One of the questions: “What did you know about communication between Roger Stone, his associates, Julian Assange or WikiLeaks?”

The leaks revealed emails that showed the DNC was more supportive of Clinton’s candidacy than that of Sen. Bernie Sanders, I-Vt., enraging Sanders’ supporters and making some less likely to support Clinton.

Former DNC Chair Rep. Debbie Wasserman-Schultz, D-Fla., resigned from her job a day before the Democratic National Convention in late July 2016 in part due to the DNC email hack, the contents of which began posting on WikiLeaks days before.

Several of the hacked emails revealed that DNC officials, including Wasserman-Schultz, grew increasingly frustrated with the Sander’s candidacy. In a statement released following her resignation, Wasserman-Schultz said stepping down would best help the DNC achieve its 2016 election goals.

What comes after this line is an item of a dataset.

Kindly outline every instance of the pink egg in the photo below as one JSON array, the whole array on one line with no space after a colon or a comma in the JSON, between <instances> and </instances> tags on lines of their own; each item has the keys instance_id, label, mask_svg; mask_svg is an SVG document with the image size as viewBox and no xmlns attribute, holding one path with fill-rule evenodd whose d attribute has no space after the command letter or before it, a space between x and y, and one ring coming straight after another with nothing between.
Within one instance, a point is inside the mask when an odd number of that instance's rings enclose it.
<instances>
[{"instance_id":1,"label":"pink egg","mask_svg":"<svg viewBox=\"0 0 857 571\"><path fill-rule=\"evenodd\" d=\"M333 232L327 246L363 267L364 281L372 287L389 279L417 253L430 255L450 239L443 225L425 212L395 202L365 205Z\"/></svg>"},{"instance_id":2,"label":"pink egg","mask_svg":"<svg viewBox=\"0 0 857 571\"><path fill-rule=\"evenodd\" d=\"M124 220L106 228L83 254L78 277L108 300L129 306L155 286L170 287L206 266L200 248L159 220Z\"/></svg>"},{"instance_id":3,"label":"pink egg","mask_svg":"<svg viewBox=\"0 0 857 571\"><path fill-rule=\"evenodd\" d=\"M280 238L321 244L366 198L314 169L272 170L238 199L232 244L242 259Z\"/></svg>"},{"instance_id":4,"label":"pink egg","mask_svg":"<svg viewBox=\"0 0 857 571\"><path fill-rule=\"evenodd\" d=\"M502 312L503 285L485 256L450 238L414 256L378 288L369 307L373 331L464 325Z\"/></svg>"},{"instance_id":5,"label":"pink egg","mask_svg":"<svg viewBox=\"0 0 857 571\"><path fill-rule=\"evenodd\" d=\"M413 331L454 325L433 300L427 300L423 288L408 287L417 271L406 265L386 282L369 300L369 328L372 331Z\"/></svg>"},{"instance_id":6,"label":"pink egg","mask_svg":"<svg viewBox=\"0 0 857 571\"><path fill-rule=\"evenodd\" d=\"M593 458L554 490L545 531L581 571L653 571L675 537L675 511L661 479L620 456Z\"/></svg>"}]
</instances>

In the fall, a trove of emails hacked from Podesta were released within an hour of the Access Hollywood tape surfacing where Mr. Trump is heard discussing groping women. Some Clinton supporters believe that the leak helped to hold steady some of Trump’s base of support at a moment when the bottom could have fallen out.

Stone, for his part, rejects any notion that he was part of some grand conspiracy of collusion. When asked by ABC News whether he believed that Guccifer was an operative of the Russian military intelligence, Stone denied it.

Stone also told ABC News that he had never spoken with Assange.

“I never met with him,” Stone said. “I never emailed with him. I never spoke to him, and I had no advance notice of the content or the source of his information”.

Stone’s bottom line on WikiLeaks: “I never received anything, including allegedly hacked emails, from WikiLeaks or Julian Assange or the Russians or anyone else,” he told ABC News, adding that he “never passed them on to Donald Trump or the Trump campaign or anyone else.”